According to IGN, the Blu-ray set will be “Comprising 1,500 minutes of Batman Beyond across four discs, the set will also include two discs of bonus content. That would include a remastered version of Batman Beyond: Return of the Joker and 15 featurettes about the series. Four episodes of the core series will also receive audio commentary from executive producer Bruce Timm and members of the production team. The physical release also includes a Batman Beyond Funko Pop with chrome paint and four lenticular art cards.”

All 52 episodes of the series will be included in this remaster, with 41 of them being fully remastered from the original 35mm film. The other 11 episodes had to be “Smart Rezzed”, or an up-conversion, due to damage to the original films over time. According to IGN, the 11 episodes affected include “Eyewitness,” “Final Cut,” “The Last Resort,” “Armory,” “Sneak Peek,” “The Eggbaby,” “Zeta,” “Plague,” “April Moon,” “Sentries of the Lost Cosmos” and “Speak No Evil.”

Batman Beyond creator Bruce Timm mentioned that if the Blu-ray sells well, another season of the show could perhaps be in the cards.



Cosplaying is a popular tradition during comic and anime conventions, and I saw plenty of cosplayers during San Diego Comic-Con week. Here are some of the cool cosplays I saw going around the convention center halls and through the streets of downtown San Diego.


As the representative of ToonamiFaithful.com at SDCC, I managed to get five interviews from the festivities, with Adam Gettis, Robbie Daymond, Darrel J. Delfin, Kellen Goff, and a follow-up interview with Steve Blum. All of these will be audio interviews. Look forward to them posted sometime soon.

As someone born and raised in America’s Finest City, it never fails to amaze me how big San Diego Comic-Con has grown over the years. Going to SDCC for nine straight years now, it has become a yearly highlight for me both as a fan and a writer. It’s not easy being the only one at the event when there’s a plethora of news to cover and events to attend and one person can only do so much. But with SDCC just two weeks after Anime Expo, and everyone focusing their efforts and budget on covering AX, it becomes difficult to expect everyone to attend. That being said, if any Toonami fan or anyone from ToonamiFaithful.com, Toonami Squad, or any website that covers Toonami shows wants to try and help me out, see if you can get a pass and let’s team up one of these years.

On behalf of everyone at ToonamiFaithful.com, I would like to thank all of the guests who took the time to talk with me.
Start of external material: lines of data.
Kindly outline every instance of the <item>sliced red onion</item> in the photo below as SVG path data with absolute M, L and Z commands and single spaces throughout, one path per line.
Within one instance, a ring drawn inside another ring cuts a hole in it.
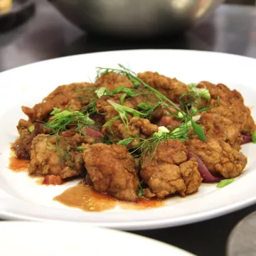
M 213 176 L 208 168 L 203 163 L 202 160 L 196 154 L 192 152 L 188 152 L 188 159 L 192 157 L 195 157 L 196 159 L 196 161 L 198 164 L 198 171 L 200 175 L 203 178 L 203 181 L 206 183 L 210 182 L 220 182 L 223 178 L 219 177 L 215 177 Z
M 47 175 L 44 177 L 43 184 L 45 185 L 60 185 L 63 180 L 59 176 Z
M 171 102 L 168 102 L 168 101 L 165 101 L 166 104 L 168 104 L 170 107 L 173 107 L 173 105 L 171 104 Z M 181 108 L 181 105 L 178 103 L 174 103 L 178 108 Z
M 101 133 L 98 131 L 96 131 L 93 129 L 87 127 L 86 128 L 86 132 L 88 136 L 92 137 L 92 138 L 95 138 L 96 139 L 100 139 L 101 138 Z
M 242 135 L 242 144 L 246 144 L 246 143 L 250 143 L 250 142 L 252 142 L 251 136 Z

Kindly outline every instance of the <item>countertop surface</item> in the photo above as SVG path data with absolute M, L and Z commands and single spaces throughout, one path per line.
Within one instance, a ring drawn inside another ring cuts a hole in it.
M 129 41 L 87 34 L 71 25 L 46 1 L 37 1 L 22 23 L 0 33 L 0 72 L 33 62 L 97 51 L 179 48 L 218 51 L 256 58 L 256 8 L 222 5 L 181 35 Z M 238 63 L 238 65 L 239 65 Z M 210 220 L 181 227 L 137 231 L 197 255 L 225 255 L 231 230 L 256 205 Z

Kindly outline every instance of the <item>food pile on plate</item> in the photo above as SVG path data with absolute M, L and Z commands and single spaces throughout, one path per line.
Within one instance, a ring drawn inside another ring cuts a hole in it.
M 48 184 L 70 178 L 124 201 L 164 199 L 227 185 L 256 142 L 256 126 L 241 94 L 223 84 L 186 85 L 158 72 L 97 69 L 93 82 L 57 87 L 22 107 L 12 149 L 30 160 L 31 175 Z

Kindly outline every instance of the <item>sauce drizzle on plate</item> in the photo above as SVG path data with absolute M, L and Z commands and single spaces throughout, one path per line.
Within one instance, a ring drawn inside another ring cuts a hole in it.
M 16 172 L 28 171 L 29 161 L 22 160 L 11 156 L 9 159 L 9 169 Z
M 68 188 L 53 200 L 67 206 L 91 212 L 101 212 L 118 208 L 123 210 L 146 210 L 164 205 L 164 201 L 144 198 L 141 198 L 138 203 L 121 202 L 111 196 L 100 193 L 82 183 Z

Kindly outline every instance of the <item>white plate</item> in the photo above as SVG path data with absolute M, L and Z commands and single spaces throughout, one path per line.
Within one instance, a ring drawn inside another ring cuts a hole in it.
M 7 219 L 59 220 L 85 222 L 125 230 L 175 226 L 219 216 L 256 201 L 256 146 L 242 148 L 248 164 L 229 186 L 202 184 L 199 192 L 166 201 L 166 206 L 146 210 L 115 209 L 88 213 L 68 208 L 53 198 L 75 182 L 45 187 L 26 174 L 9 170 L 9 144 L 17 136 L 21 105 L 33 106 L 58 85 L 88 81 L 95 67 L 129 65 L 135 72 L 158 71 L 185 82 L 203 80 L 223 82 L 242 92 L 247 105 L 255 104 L 256 60 L 233 55 L 169 50 L 122 50 L 85 54 L 43 61 L 0 74 L 0 216 Z M 256 110 L 252 108 L 254 118 Z
M 0 223 L 0 255 L 4 256 L 193 256 L 153 239 L 84 223 Z

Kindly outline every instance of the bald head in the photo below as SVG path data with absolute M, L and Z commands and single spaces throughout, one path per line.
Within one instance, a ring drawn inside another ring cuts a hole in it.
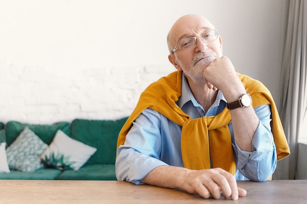
M 214 29 L 213 25 L 205 18 L 198 15 L 187 15 L 179 18 L 174 23 L 167 35 L 170 53 L 180 39 L 194 37 L 204 29 Z

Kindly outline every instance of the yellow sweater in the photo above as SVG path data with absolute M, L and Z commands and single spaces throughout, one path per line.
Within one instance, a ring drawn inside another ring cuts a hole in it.
M 272 132 L 276 146 L 278 160 L 287 157 L 290 150 L 277 109 L 269 90 L 260 82 L 237 74 L 253 106 L 271 105 Z M 231 136 L 228 124 L 231 119 L 226 107 L 216 116 L 192 119 L 176 104 L 181 95 L 182 72 L 176 71 L 150 85 L 141 94 L 134 110 L 121 131 L 117 147 L 123 144 L 132 123 L 146 108 L 157 111 L 182 127 L 181 154 L 184 167 L 191 169 L 209 169 L 210 158 L 213 167 L 220 167 L 234 174 Z

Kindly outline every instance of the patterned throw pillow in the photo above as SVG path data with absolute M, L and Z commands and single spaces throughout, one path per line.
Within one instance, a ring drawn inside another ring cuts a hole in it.
M 42 168 L 39 156 L 48 147 L 38 136 L 26 127 L 12 144 L 6 148 L 11 169 L 33 172 Z
M 58 130 L 52 141 L 41 156 L 41 159 L 48 167 L 77 171 L 97 150 L 70 137 Z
And we want to say thanks as well to those who also wanted to talk with us, but couldn’t due to other commitments. Also, a special shout-out to reader @Nerd_Drummer92 for noticing and saying hi after the My Hero Academia panel. Always good to see you around the halls. And for everyone who represented the Toonami Faithful community at SDCC this year, we hope you had a great time and see you again next year.